Interrupts (was Re: [Rd] X11 protocol errors ...)
On Thu, 23 Aug 2001, Luke Tierney wrote:
I'm talking about something related but different: controlling the point at which an asynchronous signal is brought into the system (and turned into an exception if we have a proper exception system.) R currently has on.exit, and Robert Gentleman and I proposed a more structured exception mechanism for possible addition to R in the neas future. [I sent a posting about the proposed mechanism a while back. So far we have received little feedback, so here is another request: Please have a look at http://www.stat.umn.edu/~luke/R/exceptions/simpcond.html and let us know if you have any comments/suggestions] But that is not the issue here. The issue is whether we allow a SIGINT signal in UNIX (and whatever its analog is on other systems) to interrupt the current calculation immediately, no matter where it might be, or whether we impose more structure. Windows/Mac pretty much force more structure at the C level, since their analogs have to arrive through mechnisms that require explicit polling. So on Windows you know that an expression like x = malloc(n) will not get interrupted between the malloc call and the assignment to x (unless some very low level tricks are involved). On UNIX, the signal can arrive in between those two operations.

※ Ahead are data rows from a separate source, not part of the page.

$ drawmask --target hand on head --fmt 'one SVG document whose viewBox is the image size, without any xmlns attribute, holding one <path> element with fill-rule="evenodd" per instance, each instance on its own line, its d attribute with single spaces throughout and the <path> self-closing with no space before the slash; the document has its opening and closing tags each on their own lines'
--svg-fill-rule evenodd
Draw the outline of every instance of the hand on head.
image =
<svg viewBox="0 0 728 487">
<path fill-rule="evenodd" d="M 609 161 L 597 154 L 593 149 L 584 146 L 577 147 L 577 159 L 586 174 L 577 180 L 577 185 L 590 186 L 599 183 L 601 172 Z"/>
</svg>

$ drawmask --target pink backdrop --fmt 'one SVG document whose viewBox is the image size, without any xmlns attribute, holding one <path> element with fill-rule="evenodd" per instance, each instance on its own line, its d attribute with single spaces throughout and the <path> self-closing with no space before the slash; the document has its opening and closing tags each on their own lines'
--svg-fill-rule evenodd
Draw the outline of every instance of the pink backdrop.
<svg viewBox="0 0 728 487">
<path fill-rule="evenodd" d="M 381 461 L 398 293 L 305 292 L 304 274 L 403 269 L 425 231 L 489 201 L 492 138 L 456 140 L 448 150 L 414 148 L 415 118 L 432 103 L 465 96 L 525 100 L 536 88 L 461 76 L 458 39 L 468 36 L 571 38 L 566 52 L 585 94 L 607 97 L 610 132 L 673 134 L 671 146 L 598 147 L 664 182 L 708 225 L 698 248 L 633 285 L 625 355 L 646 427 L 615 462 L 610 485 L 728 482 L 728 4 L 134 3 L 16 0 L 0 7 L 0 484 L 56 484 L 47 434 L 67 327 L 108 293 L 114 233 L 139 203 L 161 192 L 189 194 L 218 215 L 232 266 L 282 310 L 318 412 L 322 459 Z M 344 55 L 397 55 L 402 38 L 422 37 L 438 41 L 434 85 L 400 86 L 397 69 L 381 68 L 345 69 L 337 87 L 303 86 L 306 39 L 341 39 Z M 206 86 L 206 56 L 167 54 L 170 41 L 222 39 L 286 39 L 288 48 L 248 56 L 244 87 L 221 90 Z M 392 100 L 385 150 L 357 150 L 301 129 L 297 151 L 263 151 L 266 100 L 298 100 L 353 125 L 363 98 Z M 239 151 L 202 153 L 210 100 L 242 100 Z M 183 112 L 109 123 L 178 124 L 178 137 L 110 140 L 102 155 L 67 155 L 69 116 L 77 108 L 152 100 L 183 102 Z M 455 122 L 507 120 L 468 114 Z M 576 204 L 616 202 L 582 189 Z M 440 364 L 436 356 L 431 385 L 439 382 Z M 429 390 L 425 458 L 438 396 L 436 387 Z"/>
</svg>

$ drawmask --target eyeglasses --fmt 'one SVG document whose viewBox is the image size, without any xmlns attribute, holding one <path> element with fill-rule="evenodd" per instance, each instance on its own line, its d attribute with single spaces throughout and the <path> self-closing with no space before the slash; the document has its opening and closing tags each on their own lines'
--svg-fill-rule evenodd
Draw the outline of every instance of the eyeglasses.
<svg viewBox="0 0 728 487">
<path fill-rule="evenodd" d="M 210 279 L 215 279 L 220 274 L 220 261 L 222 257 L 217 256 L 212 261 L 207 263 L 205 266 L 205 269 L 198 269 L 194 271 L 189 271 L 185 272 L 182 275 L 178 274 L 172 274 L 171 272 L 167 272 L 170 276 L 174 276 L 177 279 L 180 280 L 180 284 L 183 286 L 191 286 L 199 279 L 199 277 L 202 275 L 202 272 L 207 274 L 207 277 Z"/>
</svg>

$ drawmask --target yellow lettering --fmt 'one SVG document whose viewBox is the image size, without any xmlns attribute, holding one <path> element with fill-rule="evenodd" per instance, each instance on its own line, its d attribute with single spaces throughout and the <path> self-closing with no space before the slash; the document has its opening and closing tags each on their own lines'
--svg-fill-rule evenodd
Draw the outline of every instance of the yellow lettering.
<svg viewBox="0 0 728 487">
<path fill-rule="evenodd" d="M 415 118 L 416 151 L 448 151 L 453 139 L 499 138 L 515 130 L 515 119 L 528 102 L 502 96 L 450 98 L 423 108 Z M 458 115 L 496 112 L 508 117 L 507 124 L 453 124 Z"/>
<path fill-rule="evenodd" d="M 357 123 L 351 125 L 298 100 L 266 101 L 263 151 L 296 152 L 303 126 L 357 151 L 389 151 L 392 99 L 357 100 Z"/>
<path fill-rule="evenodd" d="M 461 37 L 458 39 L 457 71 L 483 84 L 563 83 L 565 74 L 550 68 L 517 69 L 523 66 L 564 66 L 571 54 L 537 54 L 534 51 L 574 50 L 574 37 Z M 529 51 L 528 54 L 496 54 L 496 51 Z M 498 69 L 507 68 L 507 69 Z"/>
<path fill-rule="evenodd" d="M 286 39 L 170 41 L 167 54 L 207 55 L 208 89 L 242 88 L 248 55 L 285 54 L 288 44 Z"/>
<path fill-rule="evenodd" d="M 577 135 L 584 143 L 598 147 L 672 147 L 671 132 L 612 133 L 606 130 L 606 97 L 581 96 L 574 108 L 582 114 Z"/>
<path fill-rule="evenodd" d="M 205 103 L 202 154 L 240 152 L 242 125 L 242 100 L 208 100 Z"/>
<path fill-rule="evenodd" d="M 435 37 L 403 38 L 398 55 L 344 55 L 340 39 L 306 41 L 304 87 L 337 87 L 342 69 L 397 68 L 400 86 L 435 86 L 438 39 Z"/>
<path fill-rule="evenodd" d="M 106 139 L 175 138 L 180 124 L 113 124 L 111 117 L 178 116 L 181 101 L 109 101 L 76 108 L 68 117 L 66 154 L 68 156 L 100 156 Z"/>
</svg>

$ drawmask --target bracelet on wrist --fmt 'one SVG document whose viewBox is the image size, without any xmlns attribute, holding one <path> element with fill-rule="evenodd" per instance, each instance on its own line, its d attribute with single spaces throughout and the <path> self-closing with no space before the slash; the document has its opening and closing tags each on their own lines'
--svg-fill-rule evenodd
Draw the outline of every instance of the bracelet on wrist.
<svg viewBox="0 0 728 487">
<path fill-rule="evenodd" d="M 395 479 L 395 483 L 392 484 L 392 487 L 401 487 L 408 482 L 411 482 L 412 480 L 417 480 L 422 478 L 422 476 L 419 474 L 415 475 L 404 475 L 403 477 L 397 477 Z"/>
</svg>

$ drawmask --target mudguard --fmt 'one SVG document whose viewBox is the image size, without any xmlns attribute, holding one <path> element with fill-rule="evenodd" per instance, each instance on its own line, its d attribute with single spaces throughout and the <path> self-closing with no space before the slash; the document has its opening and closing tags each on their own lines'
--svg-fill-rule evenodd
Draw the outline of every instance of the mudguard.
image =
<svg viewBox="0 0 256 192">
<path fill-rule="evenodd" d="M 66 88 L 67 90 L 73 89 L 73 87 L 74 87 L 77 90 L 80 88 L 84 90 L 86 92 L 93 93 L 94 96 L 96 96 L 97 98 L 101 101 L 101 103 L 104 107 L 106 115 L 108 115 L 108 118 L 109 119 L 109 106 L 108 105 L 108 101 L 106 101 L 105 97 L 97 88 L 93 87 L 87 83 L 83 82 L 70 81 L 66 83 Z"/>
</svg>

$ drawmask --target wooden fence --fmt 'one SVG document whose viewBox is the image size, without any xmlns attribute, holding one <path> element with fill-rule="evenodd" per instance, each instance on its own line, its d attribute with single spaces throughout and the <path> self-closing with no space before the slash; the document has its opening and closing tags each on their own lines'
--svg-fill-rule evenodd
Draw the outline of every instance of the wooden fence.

That sounds like two problems--- the first being how to make sure that the allocation and assignment happen as an atomic operation (that's not difficult--- we just throw a critical section around it) but also in the event of an interrupt, what to do with things like allocated memory in the case of an interrupt (which was Duncan's point in the earlier message that got snipped). Unfortunately, I think the transactional (is that a word?) database people may be the only ones with a good handle on that particular problem and thats expensive... Though I suppose if you're wrapping everything in an environment and interrupt could just ensure the destruction of the environment, but it doesn't handle global variables. You'd need some sort of stack on each variable that kept weak references to previous values (since R doesn't usually access things by reference unless you force it, right?) until they're garbage collected at which point their weak references will also be removed from the stack--- "Undo Capability, Limited Time Only!" :-)
The safe thing to do on UNIX is to have the signal handler just set a
flag which is then checked at appropriate points. This is the
approach that John Eaton mentioned, and is used by most Scheme systems
I've looked at. I suspect Python and Perl do this as well, but I'll
have to check. This is also the way Java handles thread interrupts.
It would make the UNIX behavior identical to the WIndows behavior.
The drawback for systems like R and Octave is that we rely on being
able to use chunks of C/Fortran that can potentially run for a long
time (forever if they happen to get into infinite loops occasionally)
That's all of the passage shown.